Peanut Butter Wolf

w/Sharpshooters, Cherrywine

Fri March 28, Chop Suey, $10 adv.

Had things worked out right for Bay Area DJ Peanut Butter Wolf in the early '90s, he would have played a more visible role in the establishment of what is often called Left Coast hiphop. He should have been as celebrated as DJ Shadow, Del Tha Funkee Homosapien, or Dan the Automator--his record with rapper Charizma is as important to the region's hiphop identity as Endtroducing..., 93 'til Infinity, and Dr. Octagonecologyst. But that never happened because Wolf and Charizma's record was never released by Disney's hiphop label, the now defunct Hollywood Basics Records; and because soon after they left the troubled label over creative differences, 19-year-old Charizma was shot dead in a robbery.

The death of Charizma represented a defining moment in Wolf's hiphop career in the same way that DJ Scott La Rock's death defined KRS-One's career, or the death of KMD's DJ Subroc defined the career of Zev Love X (who is now called MF Doom). In fact, the fates of PB Wolf and MF Doom are eerily similar. Both were on the verge of becoming part of the third and most brilliant wave of hiphop, which started in 1993 (with Wu-Tang Clan's Enter the Wu-Tang as its border mark) and ended in 1997 (with Wu-Tang Clan's Triumph as its border mark); both had their projects shelved by a major record label; both lost an important partner in 1993; and finally, both are now Geists, spirits, and symbolic figures of the latest wave of hiphop--which has been banished to the independent realm of the underground since 1998.
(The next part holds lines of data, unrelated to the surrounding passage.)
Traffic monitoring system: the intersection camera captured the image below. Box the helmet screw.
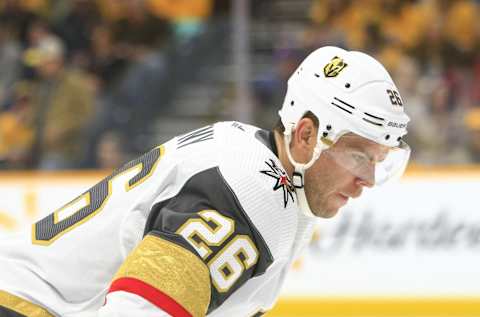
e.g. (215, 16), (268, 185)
(345, 83), (351, 88)
(397, 136), (402, 142)
(322, 132), (329, 137)
(326, 125), (332, 130)
(290, 100), (295, 106)
(385, 135), (390, 140)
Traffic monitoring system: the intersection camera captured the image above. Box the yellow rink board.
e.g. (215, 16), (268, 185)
(268, 298), (480, 317)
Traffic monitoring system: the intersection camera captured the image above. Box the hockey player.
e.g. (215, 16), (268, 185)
(0, 46), (410, 317)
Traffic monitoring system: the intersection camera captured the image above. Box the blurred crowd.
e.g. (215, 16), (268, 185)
(0, 0), (215, 169)
(1, 0), (479, 170)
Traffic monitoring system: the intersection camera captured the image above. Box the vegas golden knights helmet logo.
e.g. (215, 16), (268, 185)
(323, 56), (347, 78)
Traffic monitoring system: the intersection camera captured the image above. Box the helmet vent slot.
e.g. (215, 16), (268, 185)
(362, 112), (385, 127)
(364, 112), (385, 121)
(330, 97), (355, 115)
(333, 97), (355, 109)
(331, 101), (353, 114)
(362, 118), (383, 127)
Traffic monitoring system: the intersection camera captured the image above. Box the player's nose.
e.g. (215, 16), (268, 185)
(355, 165), (375, 188)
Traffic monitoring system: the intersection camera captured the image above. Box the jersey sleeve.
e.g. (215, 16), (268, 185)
(102, 167), (274, 317)
(98, 291), (173, 317)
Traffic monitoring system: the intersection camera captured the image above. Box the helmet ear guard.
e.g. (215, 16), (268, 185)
(278, 46), (411, 217)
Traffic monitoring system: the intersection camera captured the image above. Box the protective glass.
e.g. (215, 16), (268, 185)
(321, 135), (411, 186)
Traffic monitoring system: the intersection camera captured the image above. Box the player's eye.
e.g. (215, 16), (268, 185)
(350, 152), (370, 167)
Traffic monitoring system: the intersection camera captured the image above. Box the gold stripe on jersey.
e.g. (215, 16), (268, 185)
(0, 290), (53, 317)
(112, 235), (211, 317)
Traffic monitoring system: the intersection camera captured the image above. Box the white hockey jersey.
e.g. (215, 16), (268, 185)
(0, 122), (316, 317)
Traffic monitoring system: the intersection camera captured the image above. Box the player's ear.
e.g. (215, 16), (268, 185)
(295, 117), (317, 147)
(291, 117), (318, 162)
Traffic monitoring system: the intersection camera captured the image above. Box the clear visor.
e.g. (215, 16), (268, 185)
(321, 135), (411, 186)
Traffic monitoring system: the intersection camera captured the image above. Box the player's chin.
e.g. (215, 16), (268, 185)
(314, 196), (346, 218)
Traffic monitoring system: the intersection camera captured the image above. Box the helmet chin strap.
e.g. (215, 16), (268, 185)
(283, 127), (327, 218)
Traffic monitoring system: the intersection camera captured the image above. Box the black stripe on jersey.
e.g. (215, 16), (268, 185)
(177, 125), (214, 149)
(255, 129), (278, 157)
(0, 306), (27, 317)
(144, 167), (274, 313)
(33, 146), (162, 244)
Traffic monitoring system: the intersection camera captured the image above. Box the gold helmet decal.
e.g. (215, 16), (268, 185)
(323, 56), (347, 78)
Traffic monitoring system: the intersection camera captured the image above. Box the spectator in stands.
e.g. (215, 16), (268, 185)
(88, 23), (128, 91)
(21, 35), (95, 169)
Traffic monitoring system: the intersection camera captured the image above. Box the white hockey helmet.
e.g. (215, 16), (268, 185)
(278, 46), (411, 216)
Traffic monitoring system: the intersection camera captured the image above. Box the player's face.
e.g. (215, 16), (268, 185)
(305, 133), (389, 218)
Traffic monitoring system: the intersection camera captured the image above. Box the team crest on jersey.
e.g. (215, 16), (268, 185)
(324, 56), (347, 78)
(260, 159), (295, 208)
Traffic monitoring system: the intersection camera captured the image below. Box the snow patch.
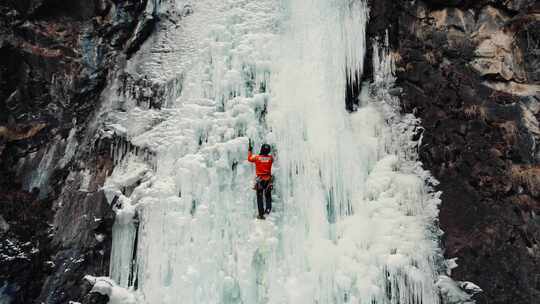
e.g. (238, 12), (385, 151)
(95, 234), (106, 243)
(85, 276), (138, 304)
Mid last year, MF Doom began working with Madlib on a CD that will be released this year by Stones Throw Records--a label that was founded in 1998 by Wolf, who had then decided to focus less on production than the promotion of hiphop artists he admired. Stones Throw Records has released numerous 12-inches and CDs, the best of which are Rasco's Time Waits for No Man (1998), which produced a hit, "Unassisted"; Lootpack's Soundpieces: Da Antidote (1999); Wolf's My Vinyl Weighs a Ton (1999); Quasimoto's The Unseen (2000); and Wolf's compilation of the label's often hard-to-find seven-inch singles, Jukebox 45's (2002). The last four releases must first be described as academic, as their sample-heavy material reflects the size of the DJ/producers' record collections and their knowledge of vinyl.
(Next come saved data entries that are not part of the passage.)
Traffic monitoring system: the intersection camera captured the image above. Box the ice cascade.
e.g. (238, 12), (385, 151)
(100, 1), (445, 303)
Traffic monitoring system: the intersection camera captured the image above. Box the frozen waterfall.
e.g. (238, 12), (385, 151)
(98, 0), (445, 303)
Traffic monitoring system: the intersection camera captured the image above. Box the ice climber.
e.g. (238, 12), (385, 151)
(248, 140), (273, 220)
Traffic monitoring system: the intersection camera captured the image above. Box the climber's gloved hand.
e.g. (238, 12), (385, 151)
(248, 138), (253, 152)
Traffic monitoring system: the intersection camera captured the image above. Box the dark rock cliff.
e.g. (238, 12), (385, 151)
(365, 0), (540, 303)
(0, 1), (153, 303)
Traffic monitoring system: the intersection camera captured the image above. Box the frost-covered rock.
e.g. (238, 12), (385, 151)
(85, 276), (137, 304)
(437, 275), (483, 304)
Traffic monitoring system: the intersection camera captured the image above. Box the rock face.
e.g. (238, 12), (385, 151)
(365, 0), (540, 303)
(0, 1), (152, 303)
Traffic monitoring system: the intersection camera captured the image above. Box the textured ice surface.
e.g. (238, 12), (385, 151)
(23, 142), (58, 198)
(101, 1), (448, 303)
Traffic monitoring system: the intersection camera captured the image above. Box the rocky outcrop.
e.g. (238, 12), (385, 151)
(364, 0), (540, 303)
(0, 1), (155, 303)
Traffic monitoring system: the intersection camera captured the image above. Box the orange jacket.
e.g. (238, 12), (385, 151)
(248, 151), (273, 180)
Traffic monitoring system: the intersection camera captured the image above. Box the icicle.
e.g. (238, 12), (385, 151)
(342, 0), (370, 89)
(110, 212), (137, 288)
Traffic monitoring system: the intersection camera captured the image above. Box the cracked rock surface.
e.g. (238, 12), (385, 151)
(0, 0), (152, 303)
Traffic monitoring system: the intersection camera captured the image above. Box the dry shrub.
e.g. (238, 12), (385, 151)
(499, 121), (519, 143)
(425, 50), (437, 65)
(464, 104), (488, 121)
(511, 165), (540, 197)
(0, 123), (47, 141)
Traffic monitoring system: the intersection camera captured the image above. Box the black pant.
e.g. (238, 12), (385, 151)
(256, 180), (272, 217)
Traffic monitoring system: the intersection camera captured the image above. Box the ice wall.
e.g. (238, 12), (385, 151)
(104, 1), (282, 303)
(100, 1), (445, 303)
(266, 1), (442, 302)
In this respect, PB Wolf's label is not so much a commercial enterprise as a research institute. He and his label's main artist, Madlib--the producer behind Lootpack, Quasimoto, and Yesterdays New Quintet--are hardcore researchers. They chronically search for and collect rare records, order and store them in their basements, and share the best of what they find in songs or on mixed compilations, such as Madlib's Blunted in the Bomb Shelter Mix (2002), which contains no less than 45 reggae and dub classics, and Wolf's recent Badmeaningood Vol. 3, which has a variety of tracks that, for a hiphop DJ, are both unexpected (Human League, Iron Butterfly, Michael White) and expected (Grandmaster Flash, Cold Crush Brothers, the 45 King).

At one of the numerous high points of Badmeaningood Vol. 3, Wolf displays his selective genius on the turntables by mixing Prince Far I's jazzlike, dreamy but dead-serious dub/art "Black Man Land" with the Jungle Brothers' pragmatic but playful "I'm Gonna Do You." The dissimilar tracks (in terms of themes, recording histories, geographies, sonic structures) find their impossible meeting point in the heady imagination of the DJ. "I think I'd like people to appreciate the similarities between different music and different eras," he says in the compilation's liner notes. "To me, hiphop is always about digging up stuff people haven't heard and exposing it to them."

The penultimate track on Badmeaningood Vol. 3, "My World Premiere," by Charizma and Wolf, was produced in the early '90s and released as a 12-inch in 1996 to inaugurate Stones Throw Records. It's wonderful for two reasons: because its influences are easily recognizable (for Wolf's beat it's Marley Marl; for Charizma's rap it's Marley Marl's rapper/protégé MC Shan), and because it captures the enormous (if not delirious) creative potential that once existed between the fallen rapper and his surviving DJ.